Hunting for the holy lavender grail

After experiencing all stages of the lavender harvest with the Aubanels, Stephan and I then spent the rest of our assignment in and around the regional natural park of the Vercors. We checked out the local scenery, hikes, hotels, restaurants and even a war museum to provide a complete list of travel recommendations for readers who might seek something other than lavender during their vacation. Yet, as photographer, I felt that we had missed something: seeing lavender growing in the wild.

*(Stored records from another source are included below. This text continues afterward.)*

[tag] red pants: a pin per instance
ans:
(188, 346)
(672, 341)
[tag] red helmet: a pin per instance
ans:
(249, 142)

A different species of lavender from the cultivated variety, the wild version is also valued for its medicinal and culinary properties. For the reportage, I felt it was important to photograph the origin of the whole industry: lavender growing free in the hills of the Drôme. To this end, I interrogated old ladies on village benches, climbed up hills where likely lavender spots had been pointed out by wagging fingers and gazed intently at the landscape from the car window, but to no avail. I had started to give up the quest entirely by the last afternoon of our assignment, when, on a short walk below the stunning Cirque d’Archiane, I caught sight of a flash of blue next to the path. The alarm in Stephan’s eyes was testament to the volume of my shout as I knelt down and roared with delight: all across the mountain meadow alongside, in amongst the grass, bees were buzzing busily around a whole wild garden of lavender.